Dr. EL Putnam is an artist-philosopher working predominantly in performance art and digital technologies who exhibits regularly in Ireland, Europe and the United States. Recent publications of note include an affiliated issue of the International Journal of Performance Art and Digital Media, co-edited with Dr. Conor McGarrigle (June 2021), and the research monograph The Maternal, Digital Subjectivity, and the Aesthetics of Interruption (Bloomsbury 2022). She is a member of the Mobius Artists Group (Boston) and the International Association of Art Critics. She is Assistant Professor of Digital Media in Maynooth University.

More at elputnam.com

Toni Sant and Enrique Tabone

Toni Sant and Enrique Tabone, Naked Data (2022), Wikidata, video and plexiglass.

Naked Data adopts an inquiring data model, applied to 30 prehistoric artifacts and fragments depicting female bodies, which are exhibited permanently at the National Museum of Archaeology in Valletta, Malta. In 2019, Digital Curation Lab Director Toni Sant and the artist Enrique Tabone started collaborating on a research project exploring the visualization of specific datasets from Wikidata for artistic practice.

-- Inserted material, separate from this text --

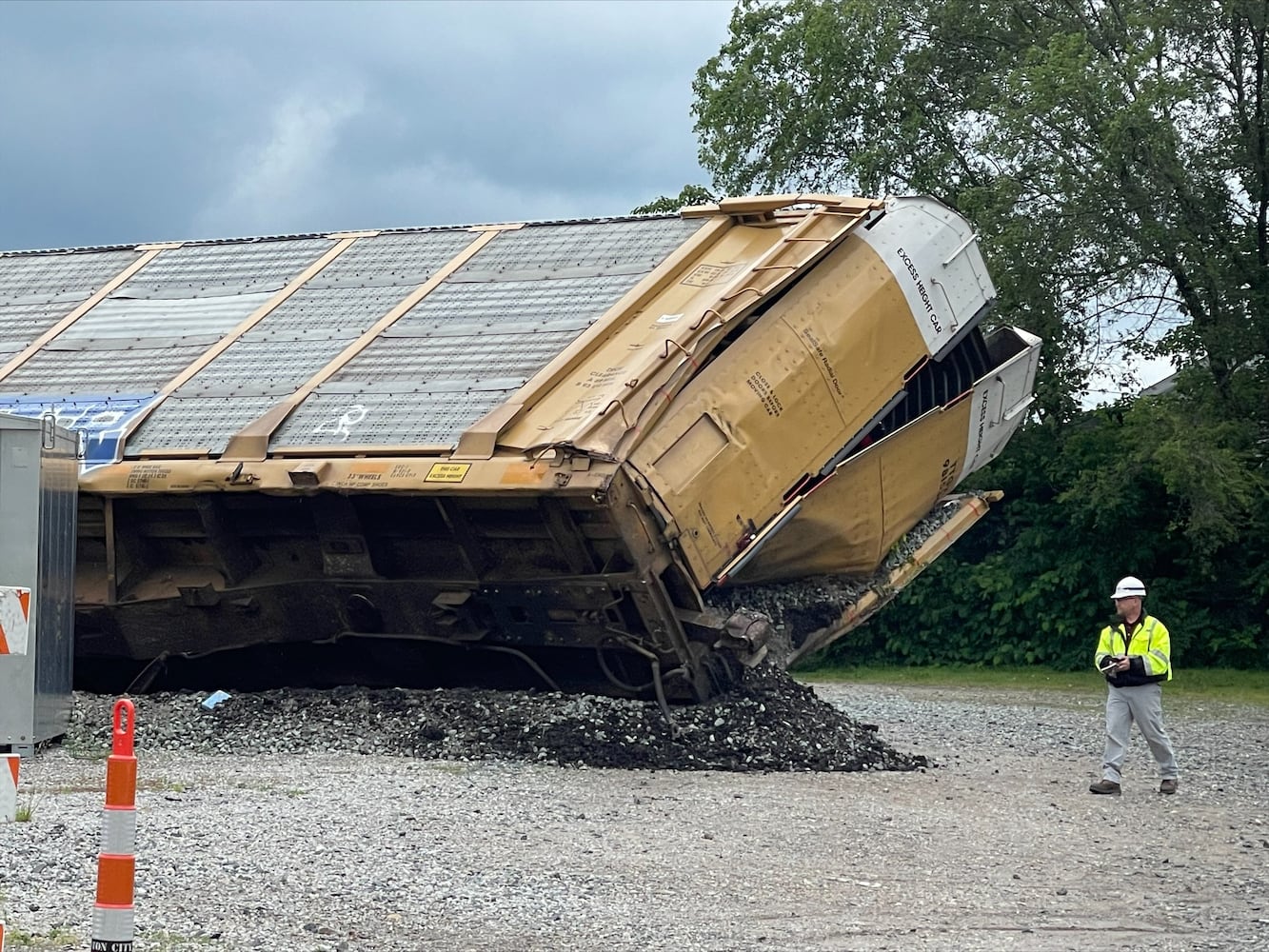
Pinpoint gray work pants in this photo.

This research stems from a digital curation project conducted by Tabone on the women artists whose works are in the University of Salford’s Art Collection. Through data analysis, employing Wikidata tools, this work reveals how previously under-represented individuals can be given greater public visibility. 

Dr Toni Sant is the director of the University of Salford’s Digital Curation Lab at MediaCityUK. His writings about media archaeology and digital curation have appeared in various books and academic journals. He is also an associate editor of the International Journal of Performance Arts & Digital Media, and an editorial board member for Body, Space & Technology. More at tonisant.com

Enrique Tabone is a UK-based artist and designer, whose works have been exhibited in the UK, Malta, Germany, China, and Turkey. She also produces collections of wearable art through the QUEstijl brand, of which she is the founder. She is currently completing a postgraduate research degree in Digital Curation at the University of Salford in the UK. More at enriquetabone.com 


Varvara & Mar

Varvara & Mar, Keep Smiling (2022), Interactive online performance / net.art.

Visit keepsmiling.var-mar.info to view the artwork.

Keep Smiling is an online interactive experience in the form of a job interview conducted by an ‘AI agent’. The agent asks the participant to smile, to smile even more, and to count objects she/he can see through a nearby window while continuing to smile (the system intends to extract the maximum profit from the human participant). Throughout this interaction the participant’s face is detected via a webcam and the smile is rated against a happiness meter.  As soon as the participant’s smile rating drops below average, she/he is fired and the interview is terminated.  The artwork draws attention to the highly automated and monitored world in which the responsibility for making decisions has been handed to machines and algorithms, and our emotions are evaluated without our consent.

Varvara & Mar is an artist duo formed by Varvara Guljajeva and Mar Canet in 2009. Often duo’s work is inspired by the information age. In their practice, they confront social changes and the impact of the technological era. The artist duo has exhibited their art pieces in a number of international shows and festivals, like MAD in New York, FACT in Liverpool, Santa Monica in Barcelona, Barbican and V&A Museum in London, Ars Electronica museum in Linz, ZKM in Karlsruhe, etc.